WASHINGTON, March 1, 2008 – On what was described as a “fine Navy, Marine Corps day,” in New Orleans, Defense Department officials, servicemembers and distinguished guests gathered today to christen a tangible symbol of America’s mettle.

“This is a special day for a magnificent ship that has a special place in the heart of every American,” Deputy Defense Secretary Gordon England said during the christening ceremony for USS New York.

Everyone in the country, he said, has felt a special connection with New York since the Sept. 11, 2001, terrorist attacks. “On the day the towers fell, all Americans were New Yorkers,” he said. The USS New York’s bow stem was forged from nearly 8 tons of steel salvaged from the wreckage of the World Trade Center.

Sailing under the motto, “Never Forget,” the ship and its sister ships, the Arlington and Somerset, are living tributes to those killed on Sept. 11, England said. By virtue of its name, he added, New York also carries with it a reminder of the U.S. commitment to freedom.

According to naval tradition, the christening of a ship conveys the spirit of the vessel’s namesake. In this case, the christening may have been a formality, Chief of Naval Operations Adm. Gary Roughead said.

“This timeless tradition that is essential in imbuing the spirit of a namesake into a ship may not even be required, because this ship is already imbued,” the admiral said. “It is forged. It is instilled with that identity already.

“(USS) New York will forever conjure the valor, the sacrifice, the heroism and the tenacity of that city, that state, and our nation,” he added.

The christening also is said to convey the spirit of the ship’s sponsor — in this case, Dotty H. England, wife of the deputy defense secretary. The tradition goes a step further with the New York, she said.

“With this unique ship, we are also going to give it the spirit of the 9/11 heroes, the spirit of New Yorkers and the indomitable spirit of Americans,” she said. “We will keep that same spirit in our hearts and minds forever.”

The fifth San Antonio-class amphibious transport dock will transport Marines and their equipment. It also will support amphibious assault, special operations and expeditionary missions.

Though the USS New York has yet to welcome its first crew aboard, the assistant commandant of the Marine Corps began writing its storied legacy today.

“In the long years of this warship’s service life, she will help defend America and our allies and friends.
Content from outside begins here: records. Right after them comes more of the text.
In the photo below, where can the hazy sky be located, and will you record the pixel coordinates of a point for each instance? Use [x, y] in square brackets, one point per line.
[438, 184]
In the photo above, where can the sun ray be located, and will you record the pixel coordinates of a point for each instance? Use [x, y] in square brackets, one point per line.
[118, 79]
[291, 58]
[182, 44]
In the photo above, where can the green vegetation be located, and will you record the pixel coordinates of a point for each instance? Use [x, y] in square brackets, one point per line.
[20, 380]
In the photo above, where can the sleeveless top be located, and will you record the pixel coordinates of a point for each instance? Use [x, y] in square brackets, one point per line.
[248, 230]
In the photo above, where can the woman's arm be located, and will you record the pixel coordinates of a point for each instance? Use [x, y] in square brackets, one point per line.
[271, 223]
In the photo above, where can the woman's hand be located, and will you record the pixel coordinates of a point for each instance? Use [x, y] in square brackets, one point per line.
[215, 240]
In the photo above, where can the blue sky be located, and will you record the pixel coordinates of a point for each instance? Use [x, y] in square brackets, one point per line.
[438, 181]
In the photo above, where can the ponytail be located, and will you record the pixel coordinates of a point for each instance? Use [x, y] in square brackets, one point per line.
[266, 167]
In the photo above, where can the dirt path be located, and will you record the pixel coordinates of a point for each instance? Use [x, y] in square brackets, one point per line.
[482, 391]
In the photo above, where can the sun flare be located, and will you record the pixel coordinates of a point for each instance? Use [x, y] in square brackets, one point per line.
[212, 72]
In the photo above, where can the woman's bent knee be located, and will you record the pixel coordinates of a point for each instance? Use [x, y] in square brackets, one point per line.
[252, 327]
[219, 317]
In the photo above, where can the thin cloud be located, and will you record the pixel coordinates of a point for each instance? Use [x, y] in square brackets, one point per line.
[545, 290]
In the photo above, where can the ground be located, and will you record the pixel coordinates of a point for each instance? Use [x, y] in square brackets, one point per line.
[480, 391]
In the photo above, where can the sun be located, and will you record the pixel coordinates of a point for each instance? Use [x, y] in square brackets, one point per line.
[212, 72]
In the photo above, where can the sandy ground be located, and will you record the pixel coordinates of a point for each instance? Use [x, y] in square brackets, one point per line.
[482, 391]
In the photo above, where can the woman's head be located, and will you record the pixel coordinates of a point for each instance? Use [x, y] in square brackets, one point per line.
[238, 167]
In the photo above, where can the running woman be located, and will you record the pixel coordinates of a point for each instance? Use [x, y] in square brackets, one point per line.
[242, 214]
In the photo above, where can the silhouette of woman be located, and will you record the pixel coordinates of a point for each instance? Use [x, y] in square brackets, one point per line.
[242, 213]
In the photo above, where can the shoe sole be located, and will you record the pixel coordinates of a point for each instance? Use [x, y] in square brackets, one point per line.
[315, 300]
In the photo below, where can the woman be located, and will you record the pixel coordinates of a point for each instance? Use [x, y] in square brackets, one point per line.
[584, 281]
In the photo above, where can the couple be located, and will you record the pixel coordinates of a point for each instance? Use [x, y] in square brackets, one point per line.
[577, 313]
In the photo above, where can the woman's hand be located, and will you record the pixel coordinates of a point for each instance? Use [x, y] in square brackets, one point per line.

Through (that) service, future generations will proudly honor … all of the fallen angels of 9/11,” Gen. Robert Magnus said.

“As sure as day follows the night, good follows evil,” he added. “As you’ve heard (it said), ‘If it takes those who guard the streets of heaven – and it does – to follow evil into the gates of hell, they will come from ships like New York.”

When New York is officially commissioned into the Navy’s fleet in New York City next year, it will carry with it a reminder for all future crews why it’s more than just another new ship.

On Sept. 11, 2006, Boy Scout Troop 40 from Hopewell Junction presented the Navy with a flag flown above Ground Zero.

“Faded, frayed, still bearing the dust and debris from its silent watch, it was an extraordinary gift that will grace the ship forever,” said Navy Rear Adm. Charles H. Goddard, Program Executive Office, Ships. “I can think of no more fitting reminder that freedom is not free.”

Defense contractor Northrop Grumman Corp. built the 684-foot ship, which can accommodate 800 Marines in addition to its crew. The corporation has a long history building ships for the Navy that includes building many of the ships in President Theodore Roosevelt’s “Great White Fleet.”

It’s a tradition Northrop Grumman’s chairman and chief executive officer said his company is proud to continue with USS New York.

“No matter how many times she carries young Americans into battle, we can be confident that like her namesake, New York, she may know damage, but she’ll never know defeat,” said Ronald Sugar.

And the ship already has proven to be tough, as it took Dotty England two swings to break the bottle of champagne on its bow.